Well I don't get to do much pesting or hunting myself but do a lot of paper punching so will make comments based on that. This month going to match were we will shoot targets at 200 yards. Personally a bit disturb by that as it is like shooting at a squirrel on a house, the far side of the second street away. EBR started just 12 years ago and 75 was far and now big comps are all at 100. I have a 36x scope and can't always see if I hit paper at 200 yards let alone if I hit the target. Here in the US its always WDB and not necessarily precision. I wouldn't mind power limits and shorter distances for comps, but that's my opinion.
 
Well I don't get to do much pesting or hunting myself but do a lot of paper punching so will make comments based on that. This month going to match were we will shoot targets at 200 yards. Personally a bit disturb by that as it is like shooting at a squirrel on a house, the far side of the second street away. EBR started just 12 years ago and 75 was far and now big comps are all at 100. I have a 36x scope and can't always see if I hit paper at 200 yards let alone if I hit the target. Here in the US its always WDB and not necessarily precision. I wouldn't mind power limits and shorter distances for comps, but that's my opinion.

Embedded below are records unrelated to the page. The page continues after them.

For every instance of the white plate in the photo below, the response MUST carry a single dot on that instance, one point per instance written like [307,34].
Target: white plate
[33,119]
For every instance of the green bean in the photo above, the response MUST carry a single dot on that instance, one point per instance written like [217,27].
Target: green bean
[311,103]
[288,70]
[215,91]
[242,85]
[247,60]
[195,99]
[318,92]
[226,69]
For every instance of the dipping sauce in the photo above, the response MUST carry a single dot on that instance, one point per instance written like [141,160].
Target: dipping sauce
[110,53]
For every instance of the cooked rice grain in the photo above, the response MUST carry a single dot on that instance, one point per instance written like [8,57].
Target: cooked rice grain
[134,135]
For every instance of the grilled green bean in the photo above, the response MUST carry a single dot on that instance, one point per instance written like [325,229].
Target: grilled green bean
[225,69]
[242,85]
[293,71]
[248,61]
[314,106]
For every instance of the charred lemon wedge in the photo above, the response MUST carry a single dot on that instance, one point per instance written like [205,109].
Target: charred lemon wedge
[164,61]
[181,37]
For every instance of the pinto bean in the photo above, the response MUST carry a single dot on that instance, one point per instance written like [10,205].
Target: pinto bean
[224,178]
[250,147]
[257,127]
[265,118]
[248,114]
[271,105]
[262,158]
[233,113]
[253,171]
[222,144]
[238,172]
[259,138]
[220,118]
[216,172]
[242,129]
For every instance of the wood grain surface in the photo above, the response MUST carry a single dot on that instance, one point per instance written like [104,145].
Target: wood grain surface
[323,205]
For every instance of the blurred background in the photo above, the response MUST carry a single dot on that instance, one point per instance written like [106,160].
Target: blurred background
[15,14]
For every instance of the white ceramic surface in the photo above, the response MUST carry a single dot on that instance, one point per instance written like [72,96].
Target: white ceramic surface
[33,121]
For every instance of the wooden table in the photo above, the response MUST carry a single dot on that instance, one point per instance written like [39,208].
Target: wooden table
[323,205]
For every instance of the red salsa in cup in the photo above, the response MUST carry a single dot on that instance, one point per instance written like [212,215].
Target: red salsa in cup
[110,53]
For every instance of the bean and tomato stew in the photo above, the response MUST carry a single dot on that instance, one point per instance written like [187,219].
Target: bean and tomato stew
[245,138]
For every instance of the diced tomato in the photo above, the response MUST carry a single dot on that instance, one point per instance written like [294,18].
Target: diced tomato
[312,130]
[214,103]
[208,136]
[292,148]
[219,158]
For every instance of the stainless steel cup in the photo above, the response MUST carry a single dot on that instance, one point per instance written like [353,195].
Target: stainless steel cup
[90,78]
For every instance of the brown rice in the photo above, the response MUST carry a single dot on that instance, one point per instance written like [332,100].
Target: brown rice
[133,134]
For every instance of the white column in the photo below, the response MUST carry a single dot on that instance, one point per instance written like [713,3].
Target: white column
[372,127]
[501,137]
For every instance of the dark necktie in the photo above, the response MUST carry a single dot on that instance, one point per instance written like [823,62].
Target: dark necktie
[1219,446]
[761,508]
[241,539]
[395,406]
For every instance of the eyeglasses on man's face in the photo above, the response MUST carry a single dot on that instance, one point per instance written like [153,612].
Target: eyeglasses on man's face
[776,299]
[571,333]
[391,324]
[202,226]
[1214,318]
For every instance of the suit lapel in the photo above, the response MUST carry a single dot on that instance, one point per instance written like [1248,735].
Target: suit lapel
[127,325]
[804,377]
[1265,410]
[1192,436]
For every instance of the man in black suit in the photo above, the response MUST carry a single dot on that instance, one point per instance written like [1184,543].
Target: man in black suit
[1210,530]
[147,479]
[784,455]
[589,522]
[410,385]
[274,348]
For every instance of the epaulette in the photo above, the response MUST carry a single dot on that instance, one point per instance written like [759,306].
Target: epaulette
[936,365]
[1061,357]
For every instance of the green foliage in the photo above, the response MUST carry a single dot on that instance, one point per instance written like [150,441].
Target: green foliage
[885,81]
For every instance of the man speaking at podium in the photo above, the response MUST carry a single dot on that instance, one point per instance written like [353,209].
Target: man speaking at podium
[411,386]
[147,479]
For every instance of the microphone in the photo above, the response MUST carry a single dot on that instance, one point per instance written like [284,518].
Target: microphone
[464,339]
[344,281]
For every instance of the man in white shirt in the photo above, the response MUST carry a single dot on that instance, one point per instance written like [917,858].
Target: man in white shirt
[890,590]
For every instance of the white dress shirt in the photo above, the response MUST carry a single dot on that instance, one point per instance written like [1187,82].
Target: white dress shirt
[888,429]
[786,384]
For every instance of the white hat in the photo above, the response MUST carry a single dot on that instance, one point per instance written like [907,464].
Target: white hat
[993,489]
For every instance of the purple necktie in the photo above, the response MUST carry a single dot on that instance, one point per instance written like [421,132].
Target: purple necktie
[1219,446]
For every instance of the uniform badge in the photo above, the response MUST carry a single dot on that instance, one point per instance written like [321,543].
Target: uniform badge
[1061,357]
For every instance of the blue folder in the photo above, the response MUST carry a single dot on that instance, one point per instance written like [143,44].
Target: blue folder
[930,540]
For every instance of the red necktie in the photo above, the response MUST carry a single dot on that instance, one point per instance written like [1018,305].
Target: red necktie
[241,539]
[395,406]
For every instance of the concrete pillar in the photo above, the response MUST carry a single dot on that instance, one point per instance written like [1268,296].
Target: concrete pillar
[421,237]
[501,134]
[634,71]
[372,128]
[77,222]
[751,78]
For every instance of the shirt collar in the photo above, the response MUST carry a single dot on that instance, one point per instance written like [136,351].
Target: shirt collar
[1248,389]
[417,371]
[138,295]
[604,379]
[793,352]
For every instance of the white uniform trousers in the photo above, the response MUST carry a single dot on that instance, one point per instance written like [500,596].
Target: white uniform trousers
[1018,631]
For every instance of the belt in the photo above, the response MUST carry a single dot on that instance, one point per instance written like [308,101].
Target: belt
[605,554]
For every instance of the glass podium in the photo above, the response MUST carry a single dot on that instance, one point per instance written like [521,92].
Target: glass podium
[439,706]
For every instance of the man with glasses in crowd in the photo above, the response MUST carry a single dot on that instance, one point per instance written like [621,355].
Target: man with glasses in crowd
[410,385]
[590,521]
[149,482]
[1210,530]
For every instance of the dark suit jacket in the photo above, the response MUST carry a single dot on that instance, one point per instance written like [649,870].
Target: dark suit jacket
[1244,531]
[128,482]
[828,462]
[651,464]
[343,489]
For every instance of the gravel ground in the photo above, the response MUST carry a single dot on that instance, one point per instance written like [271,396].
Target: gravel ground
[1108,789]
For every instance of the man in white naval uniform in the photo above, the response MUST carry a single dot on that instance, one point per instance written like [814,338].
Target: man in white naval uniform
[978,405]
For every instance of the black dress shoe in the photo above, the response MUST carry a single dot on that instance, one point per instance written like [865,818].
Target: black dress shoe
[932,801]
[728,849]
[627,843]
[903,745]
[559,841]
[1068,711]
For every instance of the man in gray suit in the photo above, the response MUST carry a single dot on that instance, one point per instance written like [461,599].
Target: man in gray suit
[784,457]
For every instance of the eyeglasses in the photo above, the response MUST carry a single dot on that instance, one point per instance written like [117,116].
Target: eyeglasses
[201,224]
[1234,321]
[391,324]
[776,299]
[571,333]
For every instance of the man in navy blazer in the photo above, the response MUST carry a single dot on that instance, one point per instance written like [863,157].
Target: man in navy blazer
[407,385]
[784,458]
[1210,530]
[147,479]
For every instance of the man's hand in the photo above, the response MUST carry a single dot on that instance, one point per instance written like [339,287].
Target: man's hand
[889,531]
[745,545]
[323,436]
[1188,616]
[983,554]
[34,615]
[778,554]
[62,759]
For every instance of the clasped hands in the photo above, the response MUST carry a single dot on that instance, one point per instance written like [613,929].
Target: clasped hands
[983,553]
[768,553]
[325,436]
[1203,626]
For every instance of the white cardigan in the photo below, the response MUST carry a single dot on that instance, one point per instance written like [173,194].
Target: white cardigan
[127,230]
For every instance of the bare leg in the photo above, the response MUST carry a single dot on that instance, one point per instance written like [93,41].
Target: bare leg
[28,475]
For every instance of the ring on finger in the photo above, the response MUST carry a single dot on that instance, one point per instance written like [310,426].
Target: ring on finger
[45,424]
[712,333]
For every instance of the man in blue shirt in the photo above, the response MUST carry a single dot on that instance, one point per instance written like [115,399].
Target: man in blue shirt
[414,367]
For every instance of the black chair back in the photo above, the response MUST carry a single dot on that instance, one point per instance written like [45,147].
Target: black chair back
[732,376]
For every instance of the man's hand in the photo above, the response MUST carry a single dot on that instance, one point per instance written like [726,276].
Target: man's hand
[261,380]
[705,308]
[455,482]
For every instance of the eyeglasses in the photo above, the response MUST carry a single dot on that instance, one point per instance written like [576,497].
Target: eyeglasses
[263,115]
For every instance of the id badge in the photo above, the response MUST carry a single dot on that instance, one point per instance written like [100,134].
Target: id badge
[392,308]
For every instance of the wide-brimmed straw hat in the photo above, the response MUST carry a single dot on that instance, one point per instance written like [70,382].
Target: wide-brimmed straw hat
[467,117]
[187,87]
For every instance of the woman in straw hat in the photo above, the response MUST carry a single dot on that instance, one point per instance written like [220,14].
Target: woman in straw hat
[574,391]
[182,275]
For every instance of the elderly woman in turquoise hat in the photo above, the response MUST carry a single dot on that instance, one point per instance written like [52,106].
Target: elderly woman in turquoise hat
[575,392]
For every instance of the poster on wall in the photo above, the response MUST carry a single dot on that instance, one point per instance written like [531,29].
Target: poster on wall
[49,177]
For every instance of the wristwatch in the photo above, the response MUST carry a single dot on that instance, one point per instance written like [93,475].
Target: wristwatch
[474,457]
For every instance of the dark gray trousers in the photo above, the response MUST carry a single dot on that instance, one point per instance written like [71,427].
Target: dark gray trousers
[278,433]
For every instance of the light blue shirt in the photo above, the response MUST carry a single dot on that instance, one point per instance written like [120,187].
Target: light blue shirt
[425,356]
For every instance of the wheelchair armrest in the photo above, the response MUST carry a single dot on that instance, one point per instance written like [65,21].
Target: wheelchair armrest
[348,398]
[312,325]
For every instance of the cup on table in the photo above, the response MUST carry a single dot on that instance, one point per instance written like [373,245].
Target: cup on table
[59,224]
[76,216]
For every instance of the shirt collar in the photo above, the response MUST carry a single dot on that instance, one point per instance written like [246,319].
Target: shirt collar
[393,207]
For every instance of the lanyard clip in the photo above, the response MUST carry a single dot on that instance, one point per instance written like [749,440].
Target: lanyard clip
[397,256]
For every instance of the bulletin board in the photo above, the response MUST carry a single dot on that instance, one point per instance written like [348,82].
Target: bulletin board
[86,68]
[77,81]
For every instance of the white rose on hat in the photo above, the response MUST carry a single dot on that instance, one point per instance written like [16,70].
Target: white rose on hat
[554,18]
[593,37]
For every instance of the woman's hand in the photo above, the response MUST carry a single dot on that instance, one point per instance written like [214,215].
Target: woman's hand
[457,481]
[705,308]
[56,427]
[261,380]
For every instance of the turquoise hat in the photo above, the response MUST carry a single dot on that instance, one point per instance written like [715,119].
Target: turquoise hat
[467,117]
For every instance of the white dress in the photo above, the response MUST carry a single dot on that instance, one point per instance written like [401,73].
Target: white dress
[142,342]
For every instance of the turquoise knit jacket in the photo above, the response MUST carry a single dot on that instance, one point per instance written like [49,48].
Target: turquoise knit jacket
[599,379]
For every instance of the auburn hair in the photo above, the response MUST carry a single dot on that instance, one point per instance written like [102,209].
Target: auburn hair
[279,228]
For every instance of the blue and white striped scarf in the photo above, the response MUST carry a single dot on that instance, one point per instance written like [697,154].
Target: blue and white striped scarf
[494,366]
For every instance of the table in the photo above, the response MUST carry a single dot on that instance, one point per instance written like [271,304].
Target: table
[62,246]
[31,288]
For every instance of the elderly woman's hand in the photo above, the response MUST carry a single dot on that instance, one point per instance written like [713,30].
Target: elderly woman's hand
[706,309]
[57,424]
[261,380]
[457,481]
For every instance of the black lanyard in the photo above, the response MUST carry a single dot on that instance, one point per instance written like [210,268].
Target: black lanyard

If I can ask....you find it disturbing as in the place the competition is isn't really safe or you more mean you can't see where your lead is hitting down range, or you just preferred the shorter distances? I have short and long range air rifles, and with the onslaught of technology the distances are definitely going out. I still plan to map out my Ghost to 100Yards and stop (for hunting anyways). It can go further but I see no real value in it. Most hunting scenarios around here I can get within 50 Yards of my quarry without chasing them off. For any paper punching or plinking I would think a nice solid backstop should do the trick. And a slug should slow down much quicker than a pellet with that expansion going on!